Сыщик-убийца - де Монтепен Ксавье. Страница 20

Последний, совесть которого была неспокойна, почувствовал страх и, пытаясь его скрыть, придал своему бледному лицу выражение удивления.

— Вам угодно что-нибудь от меня? — спросил он.

— Я хочу сказать вам два слова, — проговорил Жобен, только что передавший в собственные руки начальнику отделения иностранных дел присланный ему пакет.

— Два слова — мне? — повторил Жан Жеди, стараясь освободить свою руку. — По всей вероятности, тут ошибка. Я вас не знаю.

— Напротив, я вас отлично знаю.

— Не может быть!

Жобен наклонился и сказал вполголоса:

— Вы — Жан Жеди по прозвищу Соловей. Отпираться бесполезно, я узнал вас с первого взгляда.

— Предположим, что я Жан Жеди, а кто вы?

— Полицейский агент.

— Ну так что же? Я отсидел свой срок и вышел из-под надзора полиции. Я заплатил мой долг правосудию и теперь не имею никаких счетов с полицией. Что вы хотите мне сказать?

— Я? Ровно ничего. Господин Доварель, следователь, желает поговорить с вами и поручил мне привести вас в его кабинет.

— А если я не пойду?

— Вы думаете?

— Я в этом уверен.

И он сделал усилие вырваться, но Жобен крепко держал его.
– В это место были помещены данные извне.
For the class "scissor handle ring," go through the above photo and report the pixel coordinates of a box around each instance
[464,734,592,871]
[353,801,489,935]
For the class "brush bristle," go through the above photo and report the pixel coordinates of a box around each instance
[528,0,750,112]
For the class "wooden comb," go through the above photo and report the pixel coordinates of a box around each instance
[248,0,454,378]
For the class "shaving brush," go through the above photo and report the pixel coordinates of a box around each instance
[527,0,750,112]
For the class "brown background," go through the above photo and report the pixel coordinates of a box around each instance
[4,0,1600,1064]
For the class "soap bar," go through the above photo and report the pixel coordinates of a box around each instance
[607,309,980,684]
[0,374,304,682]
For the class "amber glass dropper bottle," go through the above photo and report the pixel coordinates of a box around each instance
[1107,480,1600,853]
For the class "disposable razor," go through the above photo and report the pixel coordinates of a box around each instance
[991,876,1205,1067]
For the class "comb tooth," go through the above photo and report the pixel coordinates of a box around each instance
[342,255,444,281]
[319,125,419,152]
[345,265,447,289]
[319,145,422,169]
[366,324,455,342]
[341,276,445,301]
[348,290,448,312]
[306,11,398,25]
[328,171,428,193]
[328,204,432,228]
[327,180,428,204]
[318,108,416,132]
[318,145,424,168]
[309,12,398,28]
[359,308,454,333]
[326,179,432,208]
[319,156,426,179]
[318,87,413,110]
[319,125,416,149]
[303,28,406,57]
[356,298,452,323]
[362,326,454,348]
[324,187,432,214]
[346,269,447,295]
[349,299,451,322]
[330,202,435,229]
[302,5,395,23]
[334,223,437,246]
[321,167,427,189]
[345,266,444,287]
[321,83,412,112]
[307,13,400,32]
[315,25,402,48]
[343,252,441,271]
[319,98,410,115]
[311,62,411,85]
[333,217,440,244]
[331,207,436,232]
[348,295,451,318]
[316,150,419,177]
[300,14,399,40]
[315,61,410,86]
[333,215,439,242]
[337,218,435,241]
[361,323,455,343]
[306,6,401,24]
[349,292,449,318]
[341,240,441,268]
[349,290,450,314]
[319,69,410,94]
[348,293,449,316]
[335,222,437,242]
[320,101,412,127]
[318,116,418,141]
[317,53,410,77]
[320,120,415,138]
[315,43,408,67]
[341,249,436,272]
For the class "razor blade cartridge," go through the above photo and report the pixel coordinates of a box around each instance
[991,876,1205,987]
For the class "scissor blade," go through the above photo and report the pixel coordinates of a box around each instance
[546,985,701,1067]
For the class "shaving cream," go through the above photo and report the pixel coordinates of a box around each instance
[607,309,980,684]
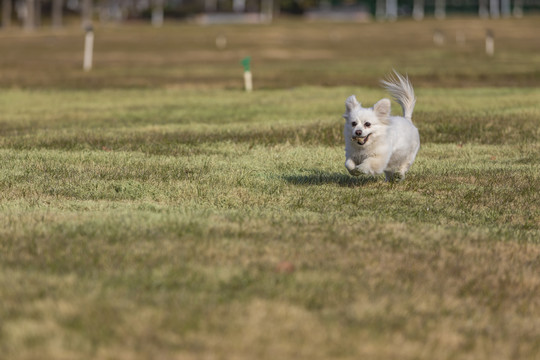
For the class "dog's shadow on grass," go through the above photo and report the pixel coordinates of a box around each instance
[282,170,378,187]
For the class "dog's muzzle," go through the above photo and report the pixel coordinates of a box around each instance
[352,133,371,146]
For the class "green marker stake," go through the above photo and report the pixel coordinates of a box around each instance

— Поверьте мне, не делайте скандала. У меня есть приказ об аресте, следуйте за мной.

— У вас есть приказ об аресте? — с испугом повторил Жан Жеди.

— Да. Хотите посмотреть?

— Нет никакой надобности. Но по поводу чего этот приказ?

— Я не знаю, вы должны знать лучше меня.

— Я ничего не делал…

— Вы скажете это судебному следователю, и он вас отпустит.
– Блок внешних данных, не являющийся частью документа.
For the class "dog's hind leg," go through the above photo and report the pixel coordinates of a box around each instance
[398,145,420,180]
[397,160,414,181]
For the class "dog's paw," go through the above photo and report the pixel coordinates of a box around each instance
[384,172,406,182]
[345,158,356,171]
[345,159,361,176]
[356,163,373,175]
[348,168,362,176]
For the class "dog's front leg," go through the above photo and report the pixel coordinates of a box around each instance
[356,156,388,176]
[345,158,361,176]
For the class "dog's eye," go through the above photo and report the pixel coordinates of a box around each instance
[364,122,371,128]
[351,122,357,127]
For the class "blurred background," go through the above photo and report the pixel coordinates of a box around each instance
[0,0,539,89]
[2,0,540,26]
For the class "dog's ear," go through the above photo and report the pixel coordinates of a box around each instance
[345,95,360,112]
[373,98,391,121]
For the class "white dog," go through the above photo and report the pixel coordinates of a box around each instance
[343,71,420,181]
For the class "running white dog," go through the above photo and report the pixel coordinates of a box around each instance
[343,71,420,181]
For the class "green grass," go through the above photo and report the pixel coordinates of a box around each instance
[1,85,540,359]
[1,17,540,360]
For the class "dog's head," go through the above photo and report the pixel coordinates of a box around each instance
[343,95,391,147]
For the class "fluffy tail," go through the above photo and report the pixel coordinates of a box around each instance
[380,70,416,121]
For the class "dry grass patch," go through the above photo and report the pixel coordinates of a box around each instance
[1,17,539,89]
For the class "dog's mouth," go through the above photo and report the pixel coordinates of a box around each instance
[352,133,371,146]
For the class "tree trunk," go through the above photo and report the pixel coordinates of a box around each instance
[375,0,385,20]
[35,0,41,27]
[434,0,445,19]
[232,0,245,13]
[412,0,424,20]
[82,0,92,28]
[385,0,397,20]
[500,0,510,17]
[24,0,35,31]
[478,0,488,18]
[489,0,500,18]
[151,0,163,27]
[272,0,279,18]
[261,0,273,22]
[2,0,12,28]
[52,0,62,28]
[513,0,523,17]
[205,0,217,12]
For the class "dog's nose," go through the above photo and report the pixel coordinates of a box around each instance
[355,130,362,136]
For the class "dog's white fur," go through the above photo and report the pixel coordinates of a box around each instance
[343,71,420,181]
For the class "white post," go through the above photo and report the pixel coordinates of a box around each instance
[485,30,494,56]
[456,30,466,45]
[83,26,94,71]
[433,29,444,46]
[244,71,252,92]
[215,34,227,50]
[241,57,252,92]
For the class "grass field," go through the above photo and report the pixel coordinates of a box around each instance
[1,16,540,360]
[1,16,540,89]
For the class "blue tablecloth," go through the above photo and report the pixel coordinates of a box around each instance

В это время два городских сержанта, стоявших на углах министерства, заметив, что происходит что-то необычное, подошли. Полицейский агент сделал им знак.

— Я — Жобен, — сказал он.

Это имя было хорошо известно, сержанты поклонились.

Жобен продолжал:

— Я имею приказ арестовать вот этого молодца, который, кажется, собирается сопротивляться, поэтому я требую помощи.

— Не трудитесь, — прошептал Жан Жеди, — я готов следовать за вами.
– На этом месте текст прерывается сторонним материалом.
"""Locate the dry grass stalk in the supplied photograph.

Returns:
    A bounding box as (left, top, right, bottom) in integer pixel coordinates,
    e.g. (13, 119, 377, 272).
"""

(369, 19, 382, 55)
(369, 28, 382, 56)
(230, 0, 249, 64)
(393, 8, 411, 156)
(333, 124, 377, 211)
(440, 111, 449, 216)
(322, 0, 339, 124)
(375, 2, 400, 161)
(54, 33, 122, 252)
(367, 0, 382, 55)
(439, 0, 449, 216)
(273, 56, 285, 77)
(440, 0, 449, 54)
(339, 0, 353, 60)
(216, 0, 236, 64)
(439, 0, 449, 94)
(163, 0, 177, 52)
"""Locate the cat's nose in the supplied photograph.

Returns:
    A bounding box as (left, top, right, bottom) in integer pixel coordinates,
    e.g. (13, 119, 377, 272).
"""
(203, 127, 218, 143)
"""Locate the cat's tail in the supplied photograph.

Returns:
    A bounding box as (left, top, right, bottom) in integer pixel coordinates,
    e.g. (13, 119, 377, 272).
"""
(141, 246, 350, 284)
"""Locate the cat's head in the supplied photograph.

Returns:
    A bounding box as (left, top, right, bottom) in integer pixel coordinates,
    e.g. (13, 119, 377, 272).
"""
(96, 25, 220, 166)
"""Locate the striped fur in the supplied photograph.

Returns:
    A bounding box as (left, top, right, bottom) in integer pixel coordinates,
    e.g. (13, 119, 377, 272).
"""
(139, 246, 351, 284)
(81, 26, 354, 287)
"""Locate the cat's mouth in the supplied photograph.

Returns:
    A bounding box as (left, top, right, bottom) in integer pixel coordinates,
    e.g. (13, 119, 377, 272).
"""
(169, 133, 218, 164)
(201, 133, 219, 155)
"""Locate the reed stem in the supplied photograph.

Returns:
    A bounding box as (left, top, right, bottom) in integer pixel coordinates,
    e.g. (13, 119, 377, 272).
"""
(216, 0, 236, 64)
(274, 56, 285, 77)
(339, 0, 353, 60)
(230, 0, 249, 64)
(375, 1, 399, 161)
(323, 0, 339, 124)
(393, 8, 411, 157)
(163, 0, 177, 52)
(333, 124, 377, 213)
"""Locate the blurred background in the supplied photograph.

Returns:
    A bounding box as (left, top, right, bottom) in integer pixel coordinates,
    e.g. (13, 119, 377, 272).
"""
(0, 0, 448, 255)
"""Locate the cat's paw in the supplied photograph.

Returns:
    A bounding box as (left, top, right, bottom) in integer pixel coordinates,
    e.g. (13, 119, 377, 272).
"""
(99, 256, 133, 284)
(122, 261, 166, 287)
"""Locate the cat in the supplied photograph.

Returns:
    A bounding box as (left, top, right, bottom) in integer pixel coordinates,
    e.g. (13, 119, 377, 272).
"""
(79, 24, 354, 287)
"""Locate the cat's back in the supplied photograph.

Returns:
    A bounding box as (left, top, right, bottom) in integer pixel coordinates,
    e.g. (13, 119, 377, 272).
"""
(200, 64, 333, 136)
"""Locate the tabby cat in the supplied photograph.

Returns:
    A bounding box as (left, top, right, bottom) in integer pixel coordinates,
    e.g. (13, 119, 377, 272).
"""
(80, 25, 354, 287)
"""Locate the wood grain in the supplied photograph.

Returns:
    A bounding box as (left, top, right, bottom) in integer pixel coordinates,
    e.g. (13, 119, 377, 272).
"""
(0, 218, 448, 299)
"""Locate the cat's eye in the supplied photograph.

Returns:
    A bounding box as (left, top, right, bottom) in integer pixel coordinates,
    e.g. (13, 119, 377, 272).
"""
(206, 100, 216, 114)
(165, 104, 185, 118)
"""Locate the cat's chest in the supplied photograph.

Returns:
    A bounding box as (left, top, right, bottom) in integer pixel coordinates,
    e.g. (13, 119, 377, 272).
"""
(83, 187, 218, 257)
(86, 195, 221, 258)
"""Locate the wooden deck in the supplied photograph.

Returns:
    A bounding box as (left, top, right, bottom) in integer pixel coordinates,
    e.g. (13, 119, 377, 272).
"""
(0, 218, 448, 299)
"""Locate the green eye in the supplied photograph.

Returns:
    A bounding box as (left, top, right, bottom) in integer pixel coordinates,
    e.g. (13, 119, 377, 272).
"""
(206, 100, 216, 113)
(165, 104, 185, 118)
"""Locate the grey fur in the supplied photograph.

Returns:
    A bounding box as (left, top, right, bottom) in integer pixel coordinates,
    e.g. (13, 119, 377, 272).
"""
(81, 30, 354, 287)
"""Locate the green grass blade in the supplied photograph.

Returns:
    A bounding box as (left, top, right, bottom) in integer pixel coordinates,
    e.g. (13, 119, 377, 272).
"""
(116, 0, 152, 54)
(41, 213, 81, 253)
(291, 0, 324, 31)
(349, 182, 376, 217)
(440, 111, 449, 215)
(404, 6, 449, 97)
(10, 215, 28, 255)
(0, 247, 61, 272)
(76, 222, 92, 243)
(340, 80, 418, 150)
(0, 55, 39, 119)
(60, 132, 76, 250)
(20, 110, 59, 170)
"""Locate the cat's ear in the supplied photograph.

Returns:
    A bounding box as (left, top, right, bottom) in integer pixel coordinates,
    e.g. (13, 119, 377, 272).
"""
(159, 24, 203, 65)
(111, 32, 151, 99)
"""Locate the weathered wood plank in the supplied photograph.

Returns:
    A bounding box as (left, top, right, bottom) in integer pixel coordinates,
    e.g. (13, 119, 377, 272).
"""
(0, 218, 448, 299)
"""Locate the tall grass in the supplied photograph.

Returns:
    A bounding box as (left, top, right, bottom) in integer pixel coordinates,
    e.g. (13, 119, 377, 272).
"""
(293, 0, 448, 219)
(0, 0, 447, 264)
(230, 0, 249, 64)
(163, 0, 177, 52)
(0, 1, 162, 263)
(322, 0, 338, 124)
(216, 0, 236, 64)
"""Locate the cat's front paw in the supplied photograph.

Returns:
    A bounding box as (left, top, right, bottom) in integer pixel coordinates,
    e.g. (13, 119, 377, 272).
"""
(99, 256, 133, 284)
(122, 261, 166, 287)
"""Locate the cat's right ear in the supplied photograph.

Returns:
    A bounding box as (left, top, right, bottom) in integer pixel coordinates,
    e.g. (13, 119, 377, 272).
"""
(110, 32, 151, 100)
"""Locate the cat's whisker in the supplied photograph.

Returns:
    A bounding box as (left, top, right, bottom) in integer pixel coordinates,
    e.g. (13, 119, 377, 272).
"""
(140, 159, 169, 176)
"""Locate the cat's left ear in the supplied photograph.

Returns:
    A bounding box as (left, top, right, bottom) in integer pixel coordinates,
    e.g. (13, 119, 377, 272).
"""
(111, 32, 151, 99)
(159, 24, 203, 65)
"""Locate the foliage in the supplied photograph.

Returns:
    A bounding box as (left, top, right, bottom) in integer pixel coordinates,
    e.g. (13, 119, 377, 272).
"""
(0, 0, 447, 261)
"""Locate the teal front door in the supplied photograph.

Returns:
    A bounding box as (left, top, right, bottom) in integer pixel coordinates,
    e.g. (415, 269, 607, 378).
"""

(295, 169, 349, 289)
— Да, надеясь бежать, — возразил Жобен, — но меня не обманешь: я приму предосторожности.

Полицейские стали по обеим сторонам Жана Жеди, а Жобен вынул наручники.

— Это, в случае надобности, сделает вас послушным, — продолжал он. — Но я надеюсь, что мы обойдемся и без них. Один из сержантов сядет с нами в карету и проводит вас в префектуру.

Побежденный Жан Жеди опустил голову.

«Какое несчастье, — думал он, — меня арестовывают неизвестно почему и лишают благоприятного случая посмотреть на герцога де Латур-Водье!»

Показания Клода Ландри быстро принесли свои плоды, и случай избавил Жобена от надобности отправиться в тот же вечер на улицу Винегрие.

Полчаса спустя Жан Жеди был уже в полицейской префектуре.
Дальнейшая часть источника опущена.